Cities also have a large ecological footprint. They call on resources over a wide area to provide food and raw materials. Vancouvers half a million people consume resources from an estimated 2 million hectares 200 times the area of the city itself 8. Londons footprint is 120 times the size of the city, drawing on resources from the wheat prairies of Kansas, the tea gardens of Assam and the copper mines of Zambia among other places9. Locally, cities put huge strains on natural ecosystems, polluting rivers and coastal waters, consuming forests and water, degrading soils, disrupting drainage and stunting crops. Urban smog and acid deposition in China are estimated to be reducing crop yields by up to a third10. Cities stop growing if and when the problems of congestion and pollution
overwhelm the benefits, making the cities inefficient as well as unpleasant.

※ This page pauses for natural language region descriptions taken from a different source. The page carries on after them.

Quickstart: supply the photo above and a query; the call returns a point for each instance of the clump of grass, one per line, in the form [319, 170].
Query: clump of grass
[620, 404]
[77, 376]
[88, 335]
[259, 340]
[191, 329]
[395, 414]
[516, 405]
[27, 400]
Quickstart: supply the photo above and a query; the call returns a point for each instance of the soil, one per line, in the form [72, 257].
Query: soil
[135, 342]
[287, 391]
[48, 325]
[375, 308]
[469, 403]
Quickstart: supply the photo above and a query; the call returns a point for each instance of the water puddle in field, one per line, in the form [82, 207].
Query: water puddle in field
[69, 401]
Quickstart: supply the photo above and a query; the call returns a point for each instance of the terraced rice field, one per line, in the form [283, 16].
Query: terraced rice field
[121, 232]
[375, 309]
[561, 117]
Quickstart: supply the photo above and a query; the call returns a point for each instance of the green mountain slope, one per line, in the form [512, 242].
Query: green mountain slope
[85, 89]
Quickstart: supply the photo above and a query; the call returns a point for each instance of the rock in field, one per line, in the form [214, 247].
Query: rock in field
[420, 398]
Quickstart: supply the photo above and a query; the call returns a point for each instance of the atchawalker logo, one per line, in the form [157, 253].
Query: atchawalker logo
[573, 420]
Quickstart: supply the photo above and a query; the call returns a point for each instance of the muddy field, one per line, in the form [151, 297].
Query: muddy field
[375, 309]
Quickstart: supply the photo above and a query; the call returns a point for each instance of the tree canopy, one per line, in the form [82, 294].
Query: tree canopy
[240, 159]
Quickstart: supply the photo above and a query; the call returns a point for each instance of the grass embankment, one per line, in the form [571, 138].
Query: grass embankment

Smoggy and congested Mexico City was once expected to grow to more than
30 million people by the year 2000, but was at around half that in 1996
and is not expected to be above 20 million in 201511.
And even while cities are still growing rapidly in the developing world,
the growth rates themselves are on a downward trend. In the developed world, many cities are losing population
as fertility rates fall below replacement levels and inhabitants leave
for more attractive suburbs or rural areas. Good transportation systems
and electronic communications encourage this. One result has been the
formation of large low-density peri-urban zones, sometimes embracing several
cities to create polycentric urban areas, such as the Japanese urban heartland
between Tokyo and Osaka, the Rhine-Ruhr region of Europe and the east
coast of the United States from Boston via New York to Washington DC.
The critical question for cities is whether the wealth
they generate can justify their large ecological footprint, and whether
development policies can reduce that footprint. A well-run urban sector
can ensure national prosperity; a badly run sector can become a drag on
the whole country. And cities do have potential advantages. Well-planned
cities can utilize high population densities to minimize resource use
and energy consumption by developing mass transit systems to supplement
car use, for instance12.
In developed and developing country alike, many cities include large areas
of productive agricultural land amid the highways and high-rise. It is
estimated that up to a fifth of the worlds food is grown in urban
areas. Other cities, particularly in Western Europe, are investing large
sums in recycling and composting as part of ambitious waste-management
programs. Moreover, while city dwellers do tend to use more resources, they have fewer children and thus help drive down national rates of population growth. Children that may have been a boon in villages helping work the land become a burden in cities, where they need to be educated if they are to find gainful employment13.